For the study, researchers fed a group of eight mice a normal diet and placed another group on a high-fat diet for 18 weeks. At week two, the mice on the high-fat diet started to gain significantly more weight than the control group. As expected, by week four, the obese mice were  also less energetic than their leaner counterparts when they did engage in activity.

Interestingly, scientists found that changes in movement didn’t correlate with body weight gain in the rodents. In fact, researchers noted that mice on the high-fat diet moved less before they gained the majority of their weight. This suggested that the weight gain wasn’t the reason the lab animals were less active.

Instead, findings showed that their bodies seemed to have trouble signaling dopamine, which stimulates the area of the brain associated with feelings of pleasure, motivation and reward. Scientists theorized that a deficiency of these dopamine receptors, called D2Rs, contributed to physical inactivity in obese mice. Researchers said this inactivity could be more “a consequence than a cause of obesity.”

“In many cases, willpower is invoked as a way to modify behavior.

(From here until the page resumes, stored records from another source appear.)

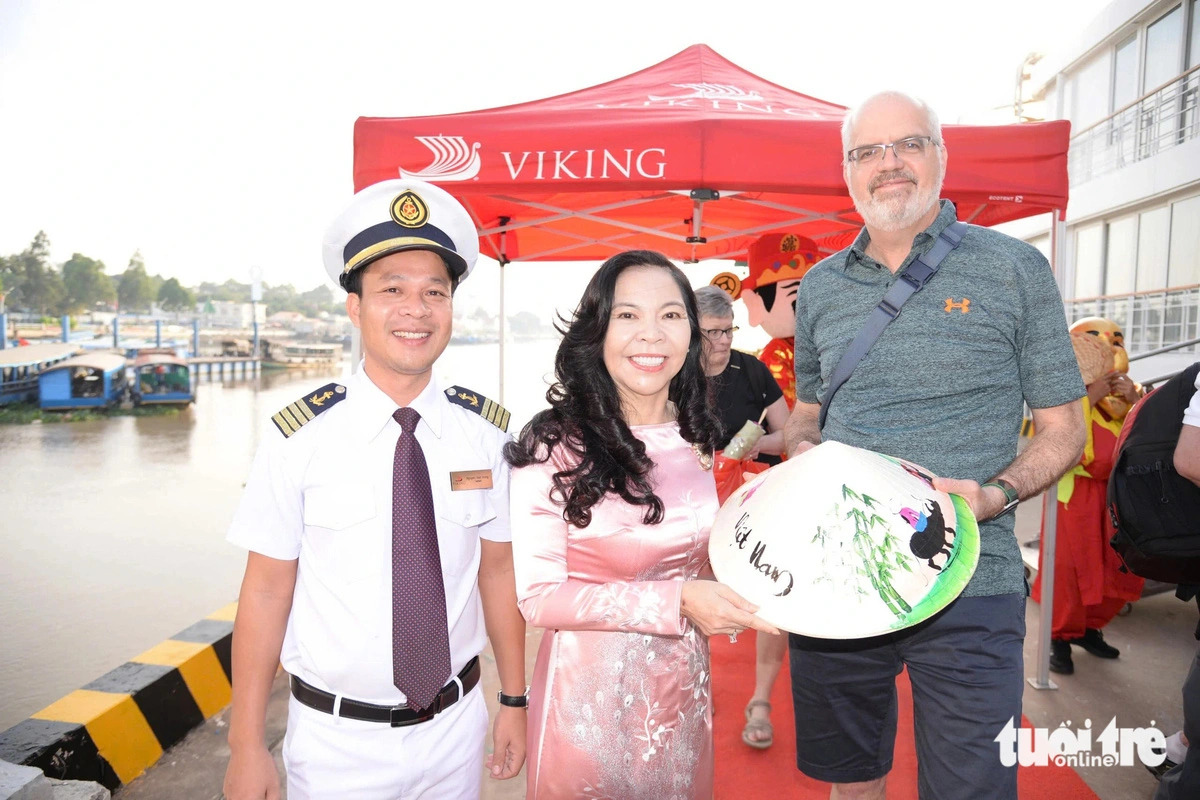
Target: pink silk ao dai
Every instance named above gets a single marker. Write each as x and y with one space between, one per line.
619 705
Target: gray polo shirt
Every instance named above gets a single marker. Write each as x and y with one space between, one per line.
945 383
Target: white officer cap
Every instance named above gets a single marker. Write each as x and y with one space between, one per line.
397 215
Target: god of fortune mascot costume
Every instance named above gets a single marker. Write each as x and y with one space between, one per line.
1090 587
777 264
1108 331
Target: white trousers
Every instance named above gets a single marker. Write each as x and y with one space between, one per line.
330 757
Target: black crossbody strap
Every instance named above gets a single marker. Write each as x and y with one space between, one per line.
910 282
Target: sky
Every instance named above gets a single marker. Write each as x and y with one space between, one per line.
216 138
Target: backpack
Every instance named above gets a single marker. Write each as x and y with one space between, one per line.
1156 511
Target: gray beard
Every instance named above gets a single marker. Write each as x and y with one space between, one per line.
898 216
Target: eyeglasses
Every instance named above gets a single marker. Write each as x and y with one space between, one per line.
913 146
715 334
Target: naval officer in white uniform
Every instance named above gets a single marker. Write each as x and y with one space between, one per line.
376 516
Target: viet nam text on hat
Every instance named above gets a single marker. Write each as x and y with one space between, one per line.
399 215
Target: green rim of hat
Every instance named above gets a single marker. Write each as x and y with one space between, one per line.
957 572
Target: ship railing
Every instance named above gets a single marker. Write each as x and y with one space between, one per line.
1151 320
1163 118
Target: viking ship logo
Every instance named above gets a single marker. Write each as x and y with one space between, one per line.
453 160
708 91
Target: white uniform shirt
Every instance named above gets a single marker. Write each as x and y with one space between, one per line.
1192 413
324 497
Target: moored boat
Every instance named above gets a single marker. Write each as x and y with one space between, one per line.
162 378
300 354
93 380
19 368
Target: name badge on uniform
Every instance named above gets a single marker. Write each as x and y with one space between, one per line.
471 479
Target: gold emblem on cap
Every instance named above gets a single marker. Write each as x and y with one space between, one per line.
409 210
730 282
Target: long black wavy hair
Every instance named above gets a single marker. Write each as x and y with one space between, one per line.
585 414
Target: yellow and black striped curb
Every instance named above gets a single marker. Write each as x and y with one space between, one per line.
117 726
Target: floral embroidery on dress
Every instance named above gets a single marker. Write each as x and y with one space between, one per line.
641 749
629 606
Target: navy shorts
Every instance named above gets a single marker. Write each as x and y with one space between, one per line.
966 668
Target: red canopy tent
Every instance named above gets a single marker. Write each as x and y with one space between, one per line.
694 157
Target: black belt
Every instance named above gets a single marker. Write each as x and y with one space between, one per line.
396 715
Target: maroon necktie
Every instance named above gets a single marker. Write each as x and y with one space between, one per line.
420 644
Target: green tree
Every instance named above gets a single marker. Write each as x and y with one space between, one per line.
133 289
174 296
30 280
85 283
317 300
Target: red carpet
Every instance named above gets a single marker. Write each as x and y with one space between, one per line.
745 774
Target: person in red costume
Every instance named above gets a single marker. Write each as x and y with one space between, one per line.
1089 584
777 264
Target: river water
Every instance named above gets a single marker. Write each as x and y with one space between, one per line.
112 533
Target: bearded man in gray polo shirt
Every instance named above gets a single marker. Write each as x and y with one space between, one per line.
943 386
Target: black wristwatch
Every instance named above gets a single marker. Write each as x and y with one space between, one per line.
1011 497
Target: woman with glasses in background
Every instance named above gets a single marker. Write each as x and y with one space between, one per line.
743 389
742 385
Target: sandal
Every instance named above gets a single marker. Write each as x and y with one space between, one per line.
759 727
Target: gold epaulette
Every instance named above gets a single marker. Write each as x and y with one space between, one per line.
490 410
295 415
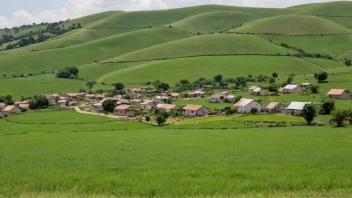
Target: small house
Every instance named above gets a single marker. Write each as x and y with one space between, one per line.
148 104
292 89
167 107
125 110
98 107
222 96
195 111
246 105
11 109
275 107
338 94
295 108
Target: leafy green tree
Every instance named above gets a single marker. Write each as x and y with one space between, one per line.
109 106
339 117
309 113
327 107
119 86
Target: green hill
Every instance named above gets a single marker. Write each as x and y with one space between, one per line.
214 21
293 25
102 49
217 44
174 70
339 8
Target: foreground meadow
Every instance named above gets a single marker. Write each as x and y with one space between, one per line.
116 158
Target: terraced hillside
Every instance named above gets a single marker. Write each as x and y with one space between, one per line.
187 43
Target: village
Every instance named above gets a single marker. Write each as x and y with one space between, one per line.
134 105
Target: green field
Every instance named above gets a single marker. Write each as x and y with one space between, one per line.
44 84
287 25
50 159
173 71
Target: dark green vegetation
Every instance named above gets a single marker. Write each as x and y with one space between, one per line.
135 159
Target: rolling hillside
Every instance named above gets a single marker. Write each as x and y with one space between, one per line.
214 21
207 45
289 25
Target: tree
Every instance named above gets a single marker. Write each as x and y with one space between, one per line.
321 77
275 75
339 117
218 78
327 107
119 86
109 105
309 113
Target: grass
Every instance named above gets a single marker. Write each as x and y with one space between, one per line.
329 45
85 53
43 84
214 21
288 25
173 71
207 45
46 160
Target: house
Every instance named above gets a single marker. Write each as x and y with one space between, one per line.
222 96
23 107
275 107
195 111
338 94
292 89
252 88
148 104
167 107
98 107
11 109
173 96
2 105
257 91
306 85
196 94
125 110
161 99
295 108
246 105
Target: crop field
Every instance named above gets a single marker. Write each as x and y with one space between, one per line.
142 161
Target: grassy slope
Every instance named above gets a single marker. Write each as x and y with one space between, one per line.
18 87
342 8
141 163
216 44
214 21
288 25
173 71
144 19
101 49
331 45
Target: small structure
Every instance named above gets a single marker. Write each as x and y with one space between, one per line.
167 107
11 109
125 110
246 105
338 94
275 107
98 107
252 88
292 89
174 96
222 96
195 111
306 85
295 108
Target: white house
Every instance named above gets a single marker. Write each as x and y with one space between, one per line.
246 105
292 89
295 108
195 111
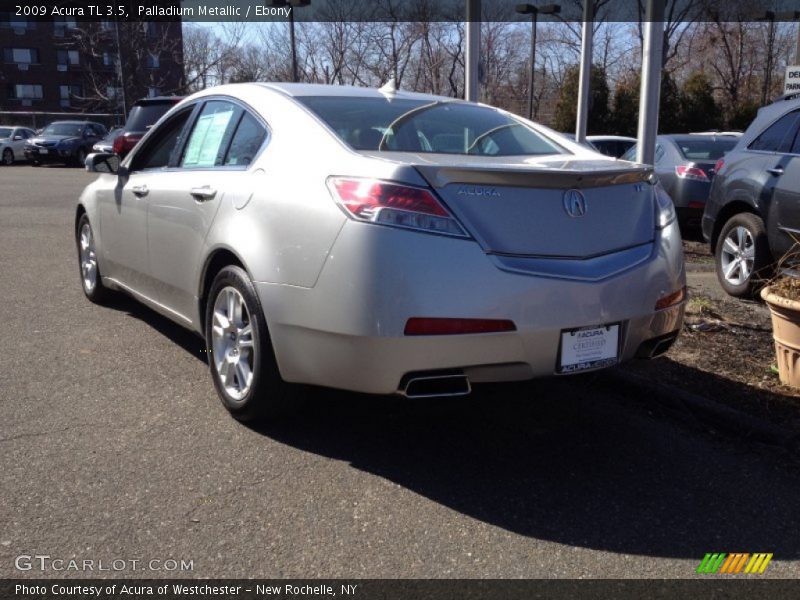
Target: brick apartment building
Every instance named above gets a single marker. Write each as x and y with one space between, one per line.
54 69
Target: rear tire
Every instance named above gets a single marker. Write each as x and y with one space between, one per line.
80 157
240 355
742 255
91 282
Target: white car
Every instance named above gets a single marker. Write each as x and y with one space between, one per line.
381 242
12 143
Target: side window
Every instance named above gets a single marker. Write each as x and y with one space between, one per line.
155 154
247 140
659 155
210 135
778 136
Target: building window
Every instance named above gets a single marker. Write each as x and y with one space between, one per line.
18 24
67 93
21 56
150 29
25 91
64 24
68 58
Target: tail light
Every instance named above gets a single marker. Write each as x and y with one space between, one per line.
436 326
394 204
691 173
671 299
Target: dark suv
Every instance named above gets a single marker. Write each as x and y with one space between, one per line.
752 216
64 142
143 116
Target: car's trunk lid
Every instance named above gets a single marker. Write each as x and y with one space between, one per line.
565 208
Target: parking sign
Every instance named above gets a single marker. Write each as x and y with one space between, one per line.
792 83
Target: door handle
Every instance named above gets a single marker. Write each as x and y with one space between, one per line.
203 193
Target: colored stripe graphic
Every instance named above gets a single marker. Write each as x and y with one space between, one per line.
720 562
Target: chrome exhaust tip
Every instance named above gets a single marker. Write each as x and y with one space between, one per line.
431 385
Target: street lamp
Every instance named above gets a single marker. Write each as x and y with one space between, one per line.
294 4
534 12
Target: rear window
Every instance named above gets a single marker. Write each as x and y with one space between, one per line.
144 116
403 125
704 149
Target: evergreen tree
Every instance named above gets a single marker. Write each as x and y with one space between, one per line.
567 107
700 110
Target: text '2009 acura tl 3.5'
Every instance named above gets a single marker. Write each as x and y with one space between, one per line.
382 242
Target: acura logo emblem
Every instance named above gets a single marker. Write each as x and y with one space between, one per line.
574 203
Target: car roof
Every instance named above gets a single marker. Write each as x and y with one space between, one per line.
693 137
297 90
158 100
610 138
74 123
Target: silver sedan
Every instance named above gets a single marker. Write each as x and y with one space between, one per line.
381 241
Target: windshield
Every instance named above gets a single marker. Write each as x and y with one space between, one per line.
144 116
73 129
701 149
402 125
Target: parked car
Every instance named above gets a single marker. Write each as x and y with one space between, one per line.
64 142
753 214
611 145
685 165
107 143
143 116
12 143
383 242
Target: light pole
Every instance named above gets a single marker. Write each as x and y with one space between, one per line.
534 12
293 4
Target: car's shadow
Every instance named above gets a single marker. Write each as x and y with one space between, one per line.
564 460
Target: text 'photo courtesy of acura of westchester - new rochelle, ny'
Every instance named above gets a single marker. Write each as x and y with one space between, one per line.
381 241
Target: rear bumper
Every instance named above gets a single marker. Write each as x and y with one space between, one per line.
52 155
347 331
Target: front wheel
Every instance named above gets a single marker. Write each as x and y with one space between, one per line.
241 359
91 282
80 157
742 255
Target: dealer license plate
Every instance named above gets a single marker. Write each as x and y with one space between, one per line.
589 348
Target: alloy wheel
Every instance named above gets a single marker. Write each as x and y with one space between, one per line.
738 255
233 350
88 258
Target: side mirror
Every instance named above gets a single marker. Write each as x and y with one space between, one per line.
102 162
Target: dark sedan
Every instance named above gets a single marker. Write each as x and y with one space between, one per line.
64 142
685 165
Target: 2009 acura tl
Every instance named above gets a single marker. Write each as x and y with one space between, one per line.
382 242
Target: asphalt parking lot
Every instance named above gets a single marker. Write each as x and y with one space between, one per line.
114 446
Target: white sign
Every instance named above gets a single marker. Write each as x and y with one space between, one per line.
792 83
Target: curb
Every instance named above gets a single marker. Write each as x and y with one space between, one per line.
709 412
699 267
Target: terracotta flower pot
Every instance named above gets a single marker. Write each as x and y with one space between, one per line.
786 333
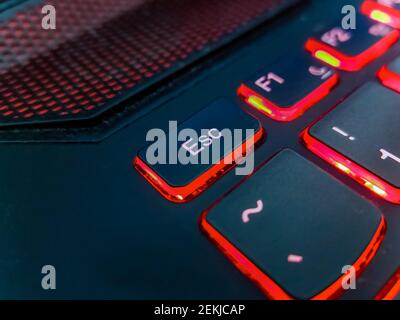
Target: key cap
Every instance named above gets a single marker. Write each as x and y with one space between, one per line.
390 75
307 80
351 50
384 11
220 135
391 291
361 138
296 230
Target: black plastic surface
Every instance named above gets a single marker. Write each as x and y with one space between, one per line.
84 209
327 234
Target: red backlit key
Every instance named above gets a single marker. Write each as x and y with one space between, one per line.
351 50
384 11
390 75
296 230
306 79
198 151
361 138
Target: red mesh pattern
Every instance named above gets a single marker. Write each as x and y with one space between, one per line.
103 49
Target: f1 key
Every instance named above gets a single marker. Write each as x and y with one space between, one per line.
306 80
297 229
351 50
361 138
199 151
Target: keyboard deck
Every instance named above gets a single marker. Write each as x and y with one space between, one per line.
83 207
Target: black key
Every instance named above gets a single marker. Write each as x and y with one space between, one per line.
351 50
390 75
296 230
221 133
361 137
307 80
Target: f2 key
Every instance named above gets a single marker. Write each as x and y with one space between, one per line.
307 81
351 50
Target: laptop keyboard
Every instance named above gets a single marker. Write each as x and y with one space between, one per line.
269 225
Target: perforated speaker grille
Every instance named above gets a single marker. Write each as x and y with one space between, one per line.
103 50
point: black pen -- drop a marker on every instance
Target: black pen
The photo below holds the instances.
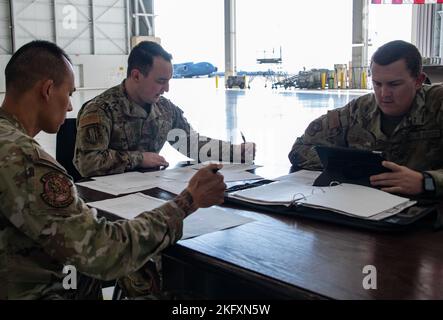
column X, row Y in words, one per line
column 243, row 137
column 215, row 170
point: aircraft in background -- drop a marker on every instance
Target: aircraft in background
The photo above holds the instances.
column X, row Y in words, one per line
column 191, row 69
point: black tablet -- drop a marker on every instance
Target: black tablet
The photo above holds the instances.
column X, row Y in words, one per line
column 348, row 165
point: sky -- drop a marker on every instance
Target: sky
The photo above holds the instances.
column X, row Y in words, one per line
column 311, row 33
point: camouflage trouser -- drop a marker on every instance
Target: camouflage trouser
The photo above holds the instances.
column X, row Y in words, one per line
column 87, row 289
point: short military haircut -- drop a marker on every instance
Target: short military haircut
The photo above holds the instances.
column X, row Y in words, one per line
column 36, row 60
column 142, row 56
column 397, row 50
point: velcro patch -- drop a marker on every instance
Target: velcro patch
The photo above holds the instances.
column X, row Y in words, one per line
column 88, row 120
column 314, row 127
column 56, row 190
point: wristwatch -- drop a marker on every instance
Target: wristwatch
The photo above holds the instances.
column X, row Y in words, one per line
column 428, row 184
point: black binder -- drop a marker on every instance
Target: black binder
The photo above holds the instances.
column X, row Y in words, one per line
column 424, row 211
column 348, row 165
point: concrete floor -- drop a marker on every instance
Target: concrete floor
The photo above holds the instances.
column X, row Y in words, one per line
column 270, row 118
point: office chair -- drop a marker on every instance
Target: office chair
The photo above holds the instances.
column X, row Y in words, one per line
column 64, row 150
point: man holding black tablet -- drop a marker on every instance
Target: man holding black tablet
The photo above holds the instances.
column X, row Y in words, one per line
column 403, row 118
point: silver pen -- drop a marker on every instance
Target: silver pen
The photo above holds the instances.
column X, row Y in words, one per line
column 243, row 137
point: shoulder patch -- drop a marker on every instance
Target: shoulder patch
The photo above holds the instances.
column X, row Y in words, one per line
column 314, row 127
column 88, row 120
column 56, row 190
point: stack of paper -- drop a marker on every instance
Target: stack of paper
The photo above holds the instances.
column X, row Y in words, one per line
column 353, row 200
column 172, row 180
column 200, row 222
column 360, row 201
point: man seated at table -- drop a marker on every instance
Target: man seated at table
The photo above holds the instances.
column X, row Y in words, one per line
column 125, row 127
column 403, row 118
column 44, row 225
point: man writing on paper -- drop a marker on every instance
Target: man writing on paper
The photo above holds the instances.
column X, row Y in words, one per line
column 125, row 127
column 403, row 118
column 44, row 225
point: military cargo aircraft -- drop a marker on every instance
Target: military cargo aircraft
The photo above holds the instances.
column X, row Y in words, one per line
column 191, row 69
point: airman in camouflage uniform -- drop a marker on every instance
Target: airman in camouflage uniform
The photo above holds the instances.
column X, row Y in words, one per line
column 411, row 139
column 125, row 127
column 113, row 133
column 44, row 225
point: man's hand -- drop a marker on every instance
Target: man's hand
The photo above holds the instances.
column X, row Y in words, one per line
column 401, row 180
column 247, row 151
column 153, row 160
column 207, row 187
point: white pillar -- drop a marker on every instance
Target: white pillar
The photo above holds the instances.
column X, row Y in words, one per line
column 230, row 38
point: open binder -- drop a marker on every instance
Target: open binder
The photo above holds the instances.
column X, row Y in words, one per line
column 319, row 207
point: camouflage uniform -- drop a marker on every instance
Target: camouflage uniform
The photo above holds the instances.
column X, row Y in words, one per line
column 416, row 142
column 44, row 225
column 113, row 132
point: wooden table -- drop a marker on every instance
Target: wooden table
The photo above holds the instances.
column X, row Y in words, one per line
column 281, row 257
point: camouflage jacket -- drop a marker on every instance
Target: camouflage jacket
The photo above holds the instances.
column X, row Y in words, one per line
column 417, row 141
column 44, row 225
column 113, row 133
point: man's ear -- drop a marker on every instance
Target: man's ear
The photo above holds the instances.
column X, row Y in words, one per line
column 46, row 88
column 420, row 80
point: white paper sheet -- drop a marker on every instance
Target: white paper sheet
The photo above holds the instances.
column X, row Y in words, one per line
column 200, row 222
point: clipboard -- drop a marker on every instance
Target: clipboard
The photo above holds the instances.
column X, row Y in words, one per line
column 348, row 165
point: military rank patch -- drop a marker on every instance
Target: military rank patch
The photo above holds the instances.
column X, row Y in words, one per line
column 56, row 190
column 314, row 127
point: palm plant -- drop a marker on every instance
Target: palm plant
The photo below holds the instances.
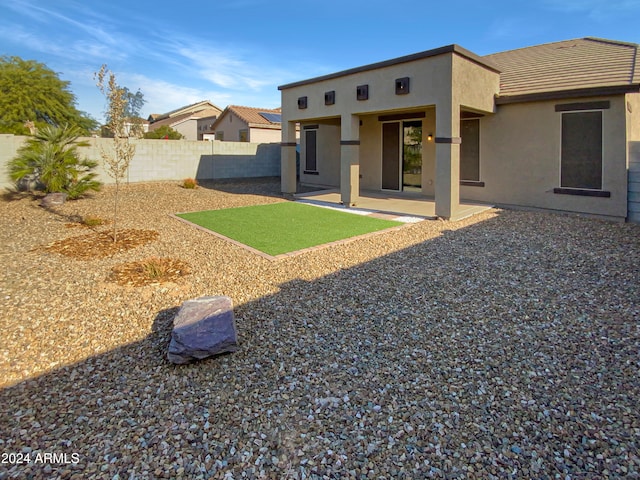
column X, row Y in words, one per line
column 51, row 160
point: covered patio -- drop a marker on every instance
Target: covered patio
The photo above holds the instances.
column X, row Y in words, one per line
column 401, row 204
column 387, row 128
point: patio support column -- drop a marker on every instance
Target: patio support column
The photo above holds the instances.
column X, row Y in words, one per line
column 288, row 173
column 447, row 188
column 350, row 159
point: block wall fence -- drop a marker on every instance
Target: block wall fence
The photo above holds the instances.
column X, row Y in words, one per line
column 157, row 160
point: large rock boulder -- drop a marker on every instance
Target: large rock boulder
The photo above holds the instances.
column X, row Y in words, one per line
column 204, row 327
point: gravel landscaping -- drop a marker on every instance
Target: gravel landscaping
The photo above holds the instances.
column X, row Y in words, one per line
column 506, row 345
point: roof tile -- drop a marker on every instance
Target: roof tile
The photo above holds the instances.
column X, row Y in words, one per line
column 570, row 64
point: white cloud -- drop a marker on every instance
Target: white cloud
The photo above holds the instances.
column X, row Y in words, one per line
column 595, row 9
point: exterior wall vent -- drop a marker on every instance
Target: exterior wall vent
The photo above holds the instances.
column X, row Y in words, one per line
column 402, row 86
column 330, row 97
column 362, row 92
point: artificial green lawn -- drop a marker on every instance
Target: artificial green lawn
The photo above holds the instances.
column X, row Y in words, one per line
column 284, row 227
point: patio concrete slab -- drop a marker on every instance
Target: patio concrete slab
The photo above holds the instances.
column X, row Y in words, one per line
column 410, row 207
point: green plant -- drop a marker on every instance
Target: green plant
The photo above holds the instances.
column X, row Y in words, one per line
column 164, row 132
column 117, row 160
column 50, row 160
column 190, row 183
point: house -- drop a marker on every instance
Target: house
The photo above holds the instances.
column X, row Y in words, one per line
column 192, row 121
column 553, row 126
column 248, row 124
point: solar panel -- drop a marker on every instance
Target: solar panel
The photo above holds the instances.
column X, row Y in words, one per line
column 272, row 117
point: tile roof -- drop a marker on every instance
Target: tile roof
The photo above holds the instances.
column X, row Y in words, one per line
column 251, row 115
column 567, row 65
column 194, row 108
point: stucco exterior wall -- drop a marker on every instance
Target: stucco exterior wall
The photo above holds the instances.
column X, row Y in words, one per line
column 520, row 159
column 188, row 128
column 430, row 83
column 172, row 159
column 633, row 136
column 231, row 126
column 264, row 135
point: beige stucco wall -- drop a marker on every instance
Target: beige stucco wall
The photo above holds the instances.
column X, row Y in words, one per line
column 519, row 143
column 188, row 128
column 430, row 84
column 231, row 126
column 633, row 116
column 156, row 160
column 520, row 159
column 264, row 135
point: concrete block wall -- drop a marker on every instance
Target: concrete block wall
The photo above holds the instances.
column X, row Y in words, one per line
column 157, row 160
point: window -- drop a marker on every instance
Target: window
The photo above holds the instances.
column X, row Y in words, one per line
column 470, row 150
column 362, row 92
column 310, row 151
column 330, row 97
column 581, row 150
column 402, row 86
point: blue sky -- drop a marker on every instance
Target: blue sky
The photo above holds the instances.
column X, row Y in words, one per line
column 238, row 52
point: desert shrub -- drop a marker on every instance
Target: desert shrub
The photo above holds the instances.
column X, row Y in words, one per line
column 190, row 183
column 50, row 161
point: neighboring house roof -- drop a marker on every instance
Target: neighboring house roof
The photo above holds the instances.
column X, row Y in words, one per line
column 254, row 117
column 583, row 63
column 191, row 109
column 170, row 121
column 176, row 119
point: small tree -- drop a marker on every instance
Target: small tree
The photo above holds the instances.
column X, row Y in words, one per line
column 165, row 132
column 117, row 161
column 51, row 160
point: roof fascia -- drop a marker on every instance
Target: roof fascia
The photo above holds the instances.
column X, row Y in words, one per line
column 575, row 93
column 396, row 61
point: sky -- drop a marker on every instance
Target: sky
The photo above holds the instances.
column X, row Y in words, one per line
column 238, row 52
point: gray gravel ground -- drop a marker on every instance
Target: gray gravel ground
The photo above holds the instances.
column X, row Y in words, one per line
column 502, row 346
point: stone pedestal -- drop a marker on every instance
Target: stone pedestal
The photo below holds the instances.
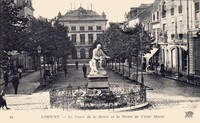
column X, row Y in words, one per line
column 98, row 82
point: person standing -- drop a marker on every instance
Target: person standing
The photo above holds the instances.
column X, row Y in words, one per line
column 3, row 99
column 65, row 70
column 20, row 72
column 84, row 68
column 162, row 69
column 15, row 82
column 6, row 77
column 76, row 63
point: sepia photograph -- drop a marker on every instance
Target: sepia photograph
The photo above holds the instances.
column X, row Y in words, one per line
column 98, row 60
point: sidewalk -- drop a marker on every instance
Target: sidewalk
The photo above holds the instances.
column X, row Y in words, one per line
column 193, row 80
column 28, row 83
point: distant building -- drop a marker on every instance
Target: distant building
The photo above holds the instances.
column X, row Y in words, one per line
column 27, row 10
column 84, row 28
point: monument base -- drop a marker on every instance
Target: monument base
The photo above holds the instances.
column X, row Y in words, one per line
column 98, row 82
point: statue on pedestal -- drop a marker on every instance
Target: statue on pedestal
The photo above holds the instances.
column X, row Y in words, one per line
column 96, row 62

But if we don’t understand the physical basis for that behavior, it is difficult to say that willpower alone can solve it,” wrote Alexxai V. Kravitz, PhD, of the Diabetes, Endocrinology and Obesity Branch of the National Institute of Diabetes and Digestive and Kidney Diseases, and the study’s lead author.

Kravitz mentioned that he’ll conduct future research to further examine the connection between diet and dopamine signaling and whether unhealthy eating can affect the body’s ability to trigger this essential hormone. He also hopes this research will help to relieve some of the stigma faced by people suffering from obesity.